Te'o-Nesheim, meanwhile, is another "fastball" on the defensive line, as Reid often refers to his pass rushers. Te'o-Nesheim has experience playing both end and tackle in college, and it's quite easy to see him becoming one of the Eagles' patented inside pass rushers on third-down. But Reid actually brought up a rather interesting comparison for Te'o-Nesheim, one originally mentioned to him by Te'o-Nesheim's head coach in college, Steve Sarkisian, who previously coached at Southern California.
"He's a very, very quiet guy," Reid said. "Do you know that guy who plays safety for the Pittsburgh Steelers? (Troy) Polamalu. (Sarkisian) said, now he coached both guys here, he says, 'This is what he is except as a defensive lineman. He's very quiet, very soft spoken. When he puts on his uniform, he's a different guy.' When you talk to him and then when you watch some of his highlights, I think you'll get an idea of what I'm saying here and what really his coach said."
And so now the Eagles turn their attention to the final four rounds of the draft which begin Saturday morning at 10 AM (follow all the Eagles picks here on Eagles Draft Live! presented by Dietz & Watson). The Eagles have nine picks currently in their possession: four fourth-rounders (105, 121, 122 and 125 overall), two fifth-rounders (134 and 146 overall), one sixth-rounder (200 overall) and two seventh-rounders (243 and 244 overall). With those picks, the Eagles have the flexibility to do any number of things to address positions like cornerback, linebacker, offensive line, and running back.

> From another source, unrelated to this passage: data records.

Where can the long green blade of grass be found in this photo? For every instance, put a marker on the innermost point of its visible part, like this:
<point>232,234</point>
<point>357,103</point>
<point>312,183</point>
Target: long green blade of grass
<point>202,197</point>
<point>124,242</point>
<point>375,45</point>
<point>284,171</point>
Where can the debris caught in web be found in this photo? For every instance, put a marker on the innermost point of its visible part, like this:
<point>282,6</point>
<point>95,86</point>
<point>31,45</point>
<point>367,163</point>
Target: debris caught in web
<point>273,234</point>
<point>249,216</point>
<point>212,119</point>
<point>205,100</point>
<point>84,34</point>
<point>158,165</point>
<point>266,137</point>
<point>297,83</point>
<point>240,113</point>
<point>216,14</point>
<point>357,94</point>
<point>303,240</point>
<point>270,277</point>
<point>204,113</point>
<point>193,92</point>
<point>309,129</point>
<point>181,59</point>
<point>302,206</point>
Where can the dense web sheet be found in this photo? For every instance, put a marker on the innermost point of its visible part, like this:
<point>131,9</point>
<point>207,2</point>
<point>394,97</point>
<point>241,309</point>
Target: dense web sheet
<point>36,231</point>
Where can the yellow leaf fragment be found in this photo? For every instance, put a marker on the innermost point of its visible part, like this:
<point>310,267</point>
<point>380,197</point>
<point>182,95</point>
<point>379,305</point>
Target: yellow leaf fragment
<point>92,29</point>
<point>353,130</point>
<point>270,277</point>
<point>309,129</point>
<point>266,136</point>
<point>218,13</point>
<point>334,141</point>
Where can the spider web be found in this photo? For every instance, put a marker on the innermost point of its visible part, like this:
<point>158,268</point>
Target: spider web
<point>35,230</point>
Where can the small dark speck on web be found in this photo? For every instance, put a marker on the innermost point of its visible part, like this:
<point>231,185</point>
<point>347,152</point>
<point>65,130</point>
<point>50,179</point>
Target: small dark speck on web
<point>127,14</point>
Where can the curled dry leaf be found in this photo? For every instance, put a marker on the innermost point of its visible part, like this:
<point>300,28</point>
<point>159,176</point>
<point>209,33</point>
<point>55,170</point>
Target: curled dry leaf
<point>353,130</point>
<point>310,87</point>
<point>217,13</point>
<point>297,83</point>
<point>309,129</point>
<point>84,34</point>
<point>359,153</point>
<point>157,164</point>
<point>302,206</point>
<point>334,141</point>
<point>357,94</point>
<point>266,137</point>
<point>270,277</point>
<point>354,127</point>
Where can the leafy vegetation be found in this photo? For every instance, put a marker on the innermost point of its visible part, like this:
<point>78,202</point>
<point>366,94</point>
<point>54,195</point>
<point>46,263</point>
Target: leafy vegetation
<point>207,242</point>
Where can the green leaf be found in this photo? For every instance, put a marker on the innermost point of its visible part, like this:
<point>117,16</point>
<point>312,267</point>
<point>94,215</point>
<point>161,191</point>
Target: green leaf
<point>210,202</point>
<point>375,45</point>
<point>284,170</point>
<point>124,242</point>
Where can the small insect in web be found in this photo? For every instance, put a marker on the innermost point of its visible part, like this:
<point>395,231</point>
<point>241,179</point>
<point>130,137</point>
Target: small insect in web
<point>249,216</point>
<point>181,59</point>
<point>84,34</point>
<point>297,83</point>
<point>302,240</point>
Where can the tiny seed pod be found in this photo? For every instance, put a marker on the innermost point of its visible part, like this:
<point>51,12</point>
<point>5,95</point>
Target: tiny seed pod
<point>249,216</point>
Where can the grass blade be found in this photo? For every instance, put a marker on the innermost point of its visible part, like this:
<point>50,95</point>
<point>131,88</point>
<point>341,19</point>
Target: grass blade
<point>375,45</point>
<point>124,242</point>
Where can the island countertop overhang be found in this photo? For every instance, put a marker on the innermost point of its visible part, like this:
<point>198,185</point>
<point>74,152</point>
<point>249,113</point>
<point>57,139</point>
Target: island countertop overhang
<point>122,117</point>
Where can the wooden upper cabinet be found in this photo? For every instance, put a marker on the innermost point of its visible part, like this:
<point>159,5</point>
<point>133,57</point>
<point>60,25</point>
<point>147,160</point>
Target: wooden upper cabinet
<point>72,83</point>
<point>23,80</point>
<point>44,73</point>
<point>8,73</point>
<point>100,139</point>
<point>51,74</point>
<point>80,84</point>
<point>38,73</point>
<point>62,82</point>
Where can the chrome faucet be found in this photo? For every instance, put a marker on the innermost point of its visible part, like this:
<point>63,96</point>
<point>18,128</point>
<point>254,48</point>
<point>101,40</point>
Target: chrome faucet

"We've created a little bit of flexibility there now, so we'll see how we can work that and whether we move up with some of the picks or whether we move back in the next year, whatever it may be, we have a little bit of flexibility there," Reid said.
In terms of a progress report, Reid said that they've done exactly what they wanted to do, but there is still work to be done.
"If I could have told you that we were going to end up with these three players, I would have told you I'd be a happy guy; I'm a happy guy right now," he said. "I look forward to getting them in here and playing. Now we're not done, it's kind of half done. We have to make sure that we finish this thing up right tomorrow."